On peut, schématiquement, distinguer trois ères géopolitiques en matière de santé, qui se superposent plutôt qu’elles se succèdent, dans la mesure où elles font intervenir des échelles et des acteurs différents. La première ère correspond précisément à celle des pandémies : la circulation des virus se fait à dos d’homo sapiens, dans les caravelles des grandes découvertes ou au gré des circuits marchands. Aujourd’hui, la mondialisation des transports rend possible l’accélération de la diffusion des pandémies à l’échelle planétaire et à une très grande vitesse. La deuxième ère de la géopolitique de la santé est celle des organisations : organisations de santé, des hospices aux pharmacies ; organisations marchandes, avec les grandes entreprises pharmaceutiques, produit du développement de la chimie au XIXe siècle ; organisations internationales, des premières conférences sanitaires mondiales du milieu du XIXe siècle jusqu’aux grandes fondations philanthropiques.  

L’IA inaugure une troisième ère de la géopolitique de santé. Elle ouvre la possibilité d’un marché global pour de nouvelles solutions proposées, d’une capacité de prédiction accrue des évolutions sanitaires, ainsi que d’une révolution dans le pilotage des données de santé. Dans le cas du Coronavirus, c’est précisément la rencontre de ces très ères qui est en jeu : une pandémie moderne, cherchant une réponse dans les organisations de santé et les technologies d’intelligence artificielle.

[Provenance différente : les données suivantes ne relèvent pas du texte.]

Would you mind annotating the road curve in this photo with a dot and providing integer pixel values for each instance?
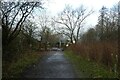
(53, 65)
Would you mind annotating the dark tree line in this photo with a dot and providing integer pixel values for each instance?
(13, 17)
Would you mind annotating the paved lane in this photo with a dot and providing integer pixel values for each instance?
(53, 65)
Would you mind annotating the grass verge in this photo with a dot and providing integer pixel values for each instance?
(24, 61)
(91, 69)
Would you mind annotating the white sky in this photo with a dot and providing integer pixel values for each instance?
(55, 6)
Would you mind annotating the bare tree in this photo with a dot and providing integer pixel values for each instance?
(73, 19)
(13, 16)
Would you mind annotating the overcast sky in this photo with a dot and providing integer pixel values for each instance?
(55, 6)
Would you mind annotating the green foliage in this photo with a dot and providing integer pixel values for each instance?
(90, 68)
(17, 67)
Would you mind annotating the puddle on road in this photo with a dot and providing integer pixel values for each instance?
(56, 57)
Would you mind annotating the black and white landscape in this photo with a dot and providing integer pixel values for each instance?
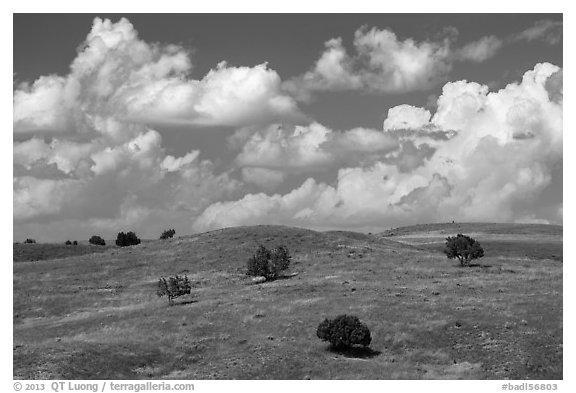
(206, 196)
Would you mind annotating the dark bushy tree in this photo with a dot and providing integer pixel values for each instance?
(344, 331)
(169, 234)
(464, 248)
(127, 239)
(269, 263)
(97, 240)
(174, 287)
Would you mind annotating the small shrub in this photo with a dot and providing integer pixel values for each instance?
(173, 287)
(127, 239)
(97, 240)
(269, 263)
(169, 234)
(344, 331)
(464, 248)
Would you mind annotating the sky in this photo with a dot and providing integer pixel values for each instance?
(326, 121)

Pandémie, gestion des populations et souveraineté

Les grandes pandémies (peste, grippe ou variole) ont eu des répercussions notables sur la puissance des Etats, leur manière de gouverner ainsi que sur les sociétés elles-mêmes. La peste noire (1347-1352) a eu des conséquences désastreuses pour la population européenne, emportant entre 30 et 50% de sa population, de même que la peste antonine (165-190) correspond à un affaiblissement de l’Empire romain.

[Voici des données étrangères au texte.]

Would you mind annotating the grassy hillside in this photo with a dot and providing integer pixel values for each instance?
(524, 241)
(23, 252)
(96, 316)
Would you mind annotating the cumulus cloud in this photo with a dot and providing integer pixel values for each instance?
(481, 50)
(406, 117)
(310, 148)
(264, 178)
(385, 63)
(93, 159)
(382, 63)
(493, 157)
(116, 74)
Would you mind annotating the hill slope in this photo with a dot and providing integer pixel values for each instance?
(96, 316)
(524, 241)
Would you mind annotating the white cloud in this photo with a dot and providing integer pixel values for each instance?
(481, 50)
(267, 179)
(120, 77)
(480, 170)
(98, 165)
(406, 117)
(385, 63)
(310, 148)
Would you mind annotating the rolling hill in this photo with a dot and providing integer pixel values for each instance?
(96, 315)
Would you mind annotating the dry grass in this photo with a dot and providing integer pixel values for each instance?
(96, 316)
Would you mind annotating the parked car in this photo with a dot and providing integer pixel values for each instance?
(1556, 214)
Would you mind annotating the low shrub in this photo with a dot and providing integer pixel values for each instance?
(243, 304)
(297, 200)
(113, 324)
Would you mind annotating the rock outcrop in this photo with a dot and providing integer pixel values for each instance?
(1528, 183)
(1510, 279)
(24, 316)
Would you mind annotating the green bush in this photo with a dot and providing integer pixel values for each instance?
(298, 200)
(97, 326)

La gestion des populations est une réponse aux risques de pandémies, sous forme de mise en quarantaine. La pratique de la quarantaine s’est imposée par le monde maritime : les décisions du Conseil de Raguse (XIVe siècle) ou de Venise (XVe s.) en fournissent les premiers témoignages. Elle n’est toutefois pas totalement efficace, si l’on en juge par le fait qu’en mêlant personnes asymptomatiques contagieuses et personnes saines, elle peut favoriser la diffusion du virus.

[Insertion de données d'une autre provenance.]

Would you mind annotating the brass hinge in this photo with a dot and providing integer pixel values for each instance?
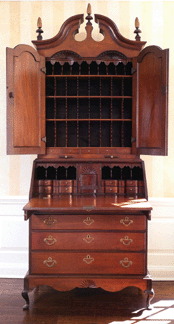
(133, 139)
(43, 70)
(133, 70)
(164, 90)
(44, 139)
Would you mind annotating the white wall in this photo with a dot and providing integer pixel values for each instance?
(14, 238)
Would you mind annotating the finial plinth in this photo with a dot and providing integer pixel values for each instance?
(137, 31)
(89, 27)
(39, 30)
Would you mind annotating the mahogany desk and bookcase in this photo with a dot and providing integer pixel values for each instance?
(88, 110)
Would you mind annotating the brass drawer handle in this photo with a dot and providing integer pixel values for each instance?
(50, 240)
(88, 221)
(88, 259)
(88, 239)
(50, 221)
(126, 221)
(126, 263)
(126, 240)
(50, 262)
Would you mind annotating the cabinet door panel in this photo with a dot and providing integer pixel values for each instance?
(25, 101)
(151, 101)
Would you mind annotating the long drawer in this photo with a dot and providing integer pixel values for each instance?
(92, 222)
(87, 263)
(88, 241)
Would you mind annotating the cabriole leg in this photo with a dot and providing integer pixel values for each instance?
(25, 296)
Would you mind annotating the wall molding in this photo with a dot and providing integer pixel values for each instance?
(14, 238)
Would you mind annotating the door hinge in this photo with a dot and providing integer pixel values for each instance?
(133, 70)
(44, 139)
(164, 90)
(43, 70)
(133, 139)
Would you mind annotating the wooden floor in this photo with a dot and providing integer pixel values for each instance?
(88, 306)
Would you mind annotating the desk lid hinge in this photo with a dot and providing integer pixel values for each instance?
(43, 70)
(133, 139)
(44, 139)
(133, 70)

La quarantaine a fait l’objet du roman La peste d’Albert Camus, où l’on suit la chronique de l’isolement de la ville d’Oran. Si les chroniques de Wuhan, ville d’origine du coronavirus, restent à écrire, il faut observer que nous assistons à une tentative de mise en quarantaine de population de 12 millions d’habitants, d’une taille équivalente à l’Ile-de-France ou à la Belgique, au moment même du Nouvel An chinois, période de très grandes migrations internes.

En matière de gestion sanitaire, l’IA a son rôle à jouer, que ce soit en matière de contrôle des populations ou de pilotage des soins. A ce titre, elle constitue à la fois un enjeu de souveraineté, de préservation de systèmes politiques et de préférences sociales. En effet, le traitement de données de masse que permet l’IA devient un instrument de pouvoir, avec des risques inhérents concernant les données de santé, leur stockage et la possibilité pour des pays tiers de l’exploiter. A condition, toutefois, d’être en mesure de produire des données de qualité : en Afrique, seuls moins d’une dizaine de laboratoires peuvent détecter le coronavirus pour 1,2 milliards de personnes !

Capacité de l’Etat, entre autoritarisme numérique ou libertarianisme ?

La révolution numérique et l’IA sont l’un des champs de rivalités sino-américains. Face au plan américain de l’intelligence artificielle d’octobre 2016, la Chine a répondu avec son propre plan de développement international de l’IA en juillet 2017, dont l’ambition consiste à devenir la première puissance en 2025. Si l’IA appliquée au domaine militaire ou de sécurité intérieure attire l’attention et la suspicion des deux grandes puissances, comme le montre la polémique autour de Huawei et de la 5G, l’intelligence artificielle en santé n’est pas en reste dans cette rivalité.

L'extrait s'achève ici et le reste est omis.